At its most basic, immunotherapy uses the body’s own natural defense system to attack diseases like cancer.
Let’s start with the basics. What is immunotherapy?
Immunotherapy is a treatment that targets the body’s immune system to recognize and eradicate cancer.
How does it work?
When people talk about immunotherapy right now, they’re usually talking about immune checkpoint therapy. Immune checkpoint therapy comes from Jim Allison’s work with T cells. T cells are the soldiers of the immune system, the heavy lifters who do all the hard work. It takes two proteins working together to act as a signal that turns them on. But T cells are very well-regulated and they have off signals as well. After a short period of time, the signals on T cells cause them to turn off, which is normally a good thing, since it prevents the T cells from causing damage to the body.
The problem with cancer is that by the time it gets big enough for the immune system to detect, it’s also too large for the T cells to eradicate in a short period of time. The T cells can attack the cancer cells, but then the T cells turn off and don’t get a chance to finish the job. So if we block the “off” switch of T cells, they can continue to work and destroy the tumors.
What are the benefits of immunotherapy compared to more conventional treatments, such as chemotherapy and radiation?
Traditional therapy targets tumor cells, but immunotherapy targets T cells. And whereas conventional therapy treats a specific type of cancer, with immunotherapy, you can treat multiple tumor types.
Another benefit is that the immune system is always evolving and learning. It’s a living system in our bodies. So just because treatment ends, that doesn’t mean the benefits stop. Once it learns to recognize cancer in your body, the immune system will continue to target those cells if it sees them again.
Which diseases is immunotherapy working best on?
So far, immunotherapy has proven most effective in treating melanoma, non-small cell lung cancer, bladder cancer, kidney cancer, stomach cancer, liver cancer, head and neck cancers, and lymphoma. All of those have FDA-approved immunotherapy drugs available to treat them.
What diseases is immunotherapy showing promise for?
Who should consider participating in immunotherapy clinical trials?

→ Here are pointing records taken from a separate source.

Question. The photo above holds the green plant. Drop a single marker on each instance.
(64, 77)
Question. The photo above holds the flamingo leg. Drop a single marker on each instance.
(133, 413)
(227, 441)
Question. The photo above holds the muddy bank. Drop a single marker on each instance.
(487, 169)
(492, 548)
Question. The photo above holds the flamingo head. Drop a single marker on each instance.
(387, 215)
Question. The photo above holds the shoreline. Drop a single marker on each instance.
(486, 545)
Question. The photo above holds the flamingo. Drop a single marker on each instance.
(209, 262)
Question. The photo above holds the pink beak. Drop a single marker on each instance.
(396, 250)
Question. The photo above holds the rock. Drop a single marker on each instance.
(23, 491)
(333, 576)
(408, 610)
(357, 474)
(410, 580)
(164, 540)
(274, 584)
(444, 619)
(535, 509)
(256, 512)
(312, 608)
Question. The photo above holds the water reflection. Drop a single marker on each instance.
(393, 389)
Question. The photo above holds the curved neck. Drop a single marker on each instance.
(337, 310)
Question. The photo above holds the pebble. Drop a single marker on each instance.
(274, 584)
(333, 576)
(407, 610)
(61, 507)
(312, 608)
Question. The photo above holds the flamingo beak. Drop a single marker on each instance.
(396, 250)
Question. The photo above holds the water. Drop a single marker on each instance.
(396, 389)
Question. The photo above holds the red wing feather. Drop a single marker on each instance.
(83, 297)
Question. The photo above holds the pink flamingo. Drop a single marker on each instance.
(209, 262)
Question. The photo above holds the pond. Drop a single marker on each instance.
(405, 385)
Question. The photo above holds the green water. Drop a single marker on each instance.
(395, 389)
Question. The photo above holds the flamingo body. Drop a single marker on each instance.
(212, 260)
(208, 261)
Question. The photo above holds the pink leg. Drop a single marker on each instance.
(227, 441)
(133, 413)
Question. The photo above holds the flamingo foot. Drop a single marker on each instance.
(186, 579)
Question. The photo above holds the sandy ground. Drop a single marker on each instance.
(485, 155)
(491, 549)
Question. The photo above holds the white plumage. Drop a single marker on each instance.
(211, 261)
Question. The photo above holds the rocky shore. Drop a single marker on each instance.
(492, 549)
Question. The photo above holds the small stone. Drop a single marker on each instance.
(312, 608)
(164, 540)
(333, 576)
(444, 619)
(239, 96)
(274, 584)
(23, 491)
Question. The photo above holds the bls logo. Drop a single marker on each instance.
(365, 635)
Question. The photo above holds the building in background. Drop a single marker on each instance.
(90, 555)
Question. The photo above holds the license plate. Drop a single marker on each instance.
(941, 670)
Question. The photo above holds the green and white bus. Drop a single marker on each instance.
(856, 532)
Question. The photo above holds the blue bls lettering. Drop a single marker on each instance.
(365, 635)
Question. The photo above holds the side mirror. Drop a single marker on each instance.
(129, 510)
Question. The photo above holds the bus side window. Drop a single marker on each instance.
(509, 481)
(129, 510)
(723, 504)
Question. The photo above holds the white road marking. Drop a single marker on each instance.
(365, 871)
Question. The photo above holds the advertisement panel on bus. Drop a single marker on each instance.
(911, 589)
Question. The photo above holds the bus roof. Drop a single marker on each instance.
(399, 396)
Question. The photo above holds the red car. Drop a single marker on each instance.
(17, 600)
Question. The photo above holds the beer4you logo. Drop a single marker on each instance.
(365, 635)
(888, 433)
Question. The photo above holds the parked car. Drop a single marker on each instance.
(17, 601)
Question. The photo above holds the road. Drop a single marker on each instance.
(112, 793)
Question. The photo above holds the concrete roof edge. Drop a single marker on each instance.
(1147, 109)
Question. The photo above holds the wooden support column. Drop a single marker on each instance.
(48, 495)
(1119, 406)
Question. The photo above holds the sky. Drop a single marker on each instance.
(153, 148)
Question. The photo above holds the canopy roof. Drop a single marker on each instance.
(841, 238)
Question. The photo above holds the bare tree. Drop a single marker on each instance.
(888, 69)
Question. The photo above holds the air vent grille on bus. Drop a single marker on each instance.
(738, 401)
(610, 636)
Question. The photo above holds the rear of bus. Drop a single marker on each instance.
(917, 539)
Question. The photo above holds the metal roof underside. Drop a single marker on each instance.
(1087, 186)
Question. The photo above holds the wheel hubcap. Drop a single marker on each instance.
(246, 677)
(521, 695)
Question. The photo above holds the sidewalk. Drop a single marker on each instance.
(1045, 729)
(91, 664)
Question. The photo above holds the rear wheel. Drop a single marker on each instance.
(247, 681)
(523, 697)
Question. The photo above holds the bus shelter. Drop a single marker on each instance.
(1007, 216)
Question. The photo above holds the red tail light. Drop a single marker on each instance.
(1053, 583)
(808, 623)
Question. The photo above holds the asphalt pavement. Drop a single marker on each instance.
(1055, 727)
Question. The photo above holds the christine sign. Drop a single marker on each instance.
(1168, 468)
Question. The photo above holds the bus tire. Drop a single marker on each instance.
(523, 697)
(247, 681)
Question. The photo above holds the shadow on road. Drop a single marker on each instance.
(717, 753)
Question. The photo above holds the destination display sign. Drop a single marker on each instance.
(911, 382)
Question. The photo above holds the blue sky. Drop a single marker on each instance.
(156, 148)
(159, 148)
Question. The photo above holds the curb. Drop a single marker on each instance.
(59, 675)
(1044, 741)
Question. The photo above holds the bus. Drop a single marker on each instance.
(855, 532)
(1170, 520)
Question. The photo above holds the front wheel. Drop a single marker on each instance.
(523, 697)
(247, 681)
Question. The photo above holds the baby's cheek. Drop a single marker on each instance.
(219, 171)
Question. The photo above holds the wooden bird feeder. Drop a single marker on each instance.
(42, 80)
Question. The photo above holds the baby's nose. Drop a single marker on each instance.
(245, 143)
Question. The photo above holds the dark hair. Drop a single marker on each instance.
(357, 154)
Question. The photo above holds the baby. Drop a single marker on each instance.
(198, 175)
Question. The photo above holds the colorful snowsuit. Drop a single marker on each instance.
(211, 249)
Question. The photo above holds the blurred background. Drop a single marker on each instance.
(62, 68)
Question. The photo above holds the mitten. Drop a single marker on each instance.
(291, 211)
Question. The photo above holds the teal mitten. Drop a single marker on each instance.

Any cancer patient, regardless of their stage of disease, should consider enrolling in a clinical trial involving immunotherapy. We have immunotherapy clinical trials for many cancer types for patients in the early stages of cancer, for those whose cancer has metastasized, for those who have tried everything else and for those who haven’t tried anything at all yet.
These days, everyone is talking about precision medicine. Well, you don’t get much more personalized than your own immune system. The most important thing is for patients to have a conversation with their physicians to discuss their options. Their doctors are in the best position to help them navigate all the clinical trials available.
What’s new in immunotherapy research?
We still don’t understand why some patients get great responses and some don’t. So we’re going back to basic lab research. That’s what Jim Allison’s work was. He is a general researcher doing lab work. But he tried his finding first in mice, and then in patients.
It’s kind of cyclical. We take what’s been learned in lab to clinical trials, and then take the results of clinical trials back to the lab. This way, we can understand the mechanisms of resistance and develop new strategies.
Where do you see immunotherapy in 10 years?
I think it’ll be the backbone of a lot of our cancer treatments, whether used alone or in combination with more conventional treatments, such as chemo, radiation and even targeted therapy. Also, I see it being used to treat many cancer types, not just melanoma.
What advice would you offer to a patient who is considering an immunotherapy trial?
Speak with your doctor to weigh the risk/benefit ratio and to understand the toxicity and side effects, because they can be very different from those associated with more traditional therapies.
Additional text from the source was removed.